Qu’en est-il des remèdes à la solitude? Les spécialistes interrogé-es défendent une approche à la fois adaptée aux besoins de chaque individu et à ses spécificités, mais aussi axée sur les infrastructures sociales, comme les espaces communs des villes et l’accès à ceux-ci. Dans la plupart des cas, jeunes ou séniors, les personnes subissant la solitude n’ont pas choisi leur isolement. Pour une raison ou une autre, elles se retrouvent à part de la société, dans ses marges. Mettre l’accent sur l’inclusion et la création de lien social, par exemple à un niveau local en organisant des rencontres dans certains quartiers, permettrait alors de donner une place à celles et ceux qui souffrent, tout en allégeant le système de santé. Autant de pistes qui appellent une réflexion aussi politique que médicale.
*Prénom d'emprunt
Des ordonnances contre la solitude
Et si les médecins pouvaient prescrire autre chose que des médicaments? C’est le principe des «ordonnances sociales» ou «prescriptions non médicamenteuses», un dispositif qui se développe dans plusieurs pays.
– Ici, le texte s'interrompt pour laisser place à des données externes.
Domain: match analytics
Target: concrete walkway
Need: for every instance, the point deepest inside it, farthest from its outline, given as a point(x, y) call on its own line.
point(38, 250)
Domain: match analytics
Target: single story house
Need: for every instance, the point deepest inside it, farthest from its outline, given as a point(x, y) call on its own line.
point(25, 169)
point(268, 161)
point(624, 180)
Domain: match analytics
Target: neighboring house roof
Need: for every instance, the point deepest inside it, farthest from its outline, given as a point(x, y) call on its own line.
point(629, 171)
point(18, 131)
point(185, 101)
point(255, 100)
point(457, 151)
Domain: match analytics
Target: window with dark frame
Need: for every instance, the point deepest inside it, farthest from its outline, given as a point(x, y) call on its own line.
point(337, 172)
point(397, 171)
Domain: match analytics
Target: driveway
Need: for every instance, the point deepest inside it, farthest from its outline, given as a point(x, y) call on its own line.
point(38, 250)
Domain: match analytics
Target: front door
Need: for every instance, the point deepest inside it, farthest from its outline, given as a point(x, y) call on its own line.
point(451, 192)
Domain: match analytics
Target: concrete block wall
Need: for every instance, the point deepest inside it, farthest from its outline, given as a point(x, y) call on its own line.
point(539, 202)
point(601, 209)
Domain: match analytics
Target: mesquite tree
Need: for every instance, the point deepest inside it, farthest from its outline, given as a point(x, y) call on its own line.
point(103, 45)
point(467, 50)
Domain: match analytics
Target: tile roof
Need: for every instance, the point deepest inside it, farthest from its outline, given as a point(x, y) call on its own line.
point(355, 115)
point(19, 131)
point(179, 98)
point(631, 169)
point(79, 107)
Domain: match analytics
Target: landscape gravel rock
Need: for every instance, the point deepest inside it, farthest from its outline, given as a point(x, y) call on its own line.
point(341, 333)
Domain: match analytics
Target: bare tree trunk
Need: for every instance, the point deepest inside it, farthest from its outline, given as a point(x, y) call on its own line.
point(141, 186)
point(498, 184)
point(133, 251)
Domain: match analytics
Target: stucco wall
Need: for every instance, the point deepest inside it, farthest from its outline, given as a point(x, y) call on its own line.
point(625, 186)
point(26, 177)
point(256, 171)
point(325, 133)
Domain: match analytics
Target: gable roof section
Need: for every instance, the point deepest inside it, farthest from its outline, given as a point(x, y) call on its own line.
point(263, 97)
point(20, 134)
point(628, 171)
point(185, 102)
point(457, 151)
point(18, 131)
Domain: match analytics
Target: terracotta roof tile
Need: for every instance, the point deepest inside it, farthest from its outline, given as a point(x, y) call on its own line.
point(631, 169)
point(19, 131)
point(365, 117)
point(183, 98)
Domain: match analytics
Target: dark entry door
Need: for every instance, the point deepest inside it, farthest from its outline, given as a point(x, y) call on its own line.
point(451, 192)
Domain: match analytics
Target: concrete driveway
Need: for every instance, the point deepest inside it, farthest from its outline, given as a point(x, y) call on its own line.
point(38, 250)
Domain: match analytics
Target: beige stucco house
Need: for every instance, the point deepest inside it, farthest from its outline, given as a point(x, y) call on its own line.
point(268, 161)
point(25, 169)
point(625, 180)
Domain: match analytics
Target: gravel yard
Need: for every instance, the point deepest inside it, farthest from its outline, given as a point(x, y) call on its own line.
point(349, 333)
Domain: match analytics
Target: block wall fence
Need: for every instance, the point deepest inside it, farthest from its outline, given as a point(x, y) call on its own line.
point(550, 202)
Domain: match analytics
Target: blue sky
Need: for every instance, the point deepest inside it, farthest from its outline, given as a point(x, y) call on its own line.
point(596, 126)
Lancée au Royaume-Uni dans les années 1990 sous le nom de social prescribing, cette approche permet aux médecins de recommander des activités sociales ou culturelles en complément d’un suivi médical plus classique. Désormais ancré dans la culture médicale du britannique, le social prescribing est même recommandé par le système de santé du pays.
L’objectif de cette approche est double: améliorer le bien-être mental et physique des patient-es, mais aussi réduire la pression sur le système de santé. En France, certaines municipalités comme la ville de Montpellier expérimentent aussi des programmes de prescriptions culturelles et sportives. Plus récemment, les «prescriptions muséales» ont également vu le jour dans le pays. L’idée, lancée par l’historienne de l’art Nathalie Bondil à Montréal en 2018, est de mettre en contact les personnes souffrantes et les lieux de culture.
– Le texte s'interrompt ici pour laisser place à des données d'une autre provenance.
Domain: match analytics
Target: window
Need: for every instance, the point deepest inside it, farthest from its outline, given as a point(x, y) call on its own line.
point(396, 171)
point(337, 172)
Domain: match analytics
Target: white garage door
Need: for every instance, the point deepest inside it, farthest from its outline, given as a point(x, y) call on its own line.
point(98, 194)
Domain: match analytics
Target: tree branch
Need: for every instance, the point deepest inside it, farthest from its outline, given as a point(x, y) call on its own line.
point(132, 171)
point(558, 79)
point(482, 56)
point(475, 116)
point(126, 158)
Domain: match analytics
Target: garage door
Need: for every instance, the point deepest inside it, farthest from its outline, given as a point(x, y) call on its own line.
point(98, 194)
En Suisse, l’idée de prescrire des activités fait également son chemin. En août 2024, la ville de Zurich a autorisé les médecins à prescrire des activités sociales aux personnes touchées par des maladies chroniques ou un Covid-long. Ces activités varient et vont du jardinage jusqu’au cours de danse classique. Ces prescriptions sont issues d’une vision décloisonnée de la médecine, où il est acté que les approches médicale et médicamenteuse ne suffisent pas toujours. Cette perspective, qui englobe la composante sociale de la santé, accorde un rôle actif aux patient-es dans leur bien-être.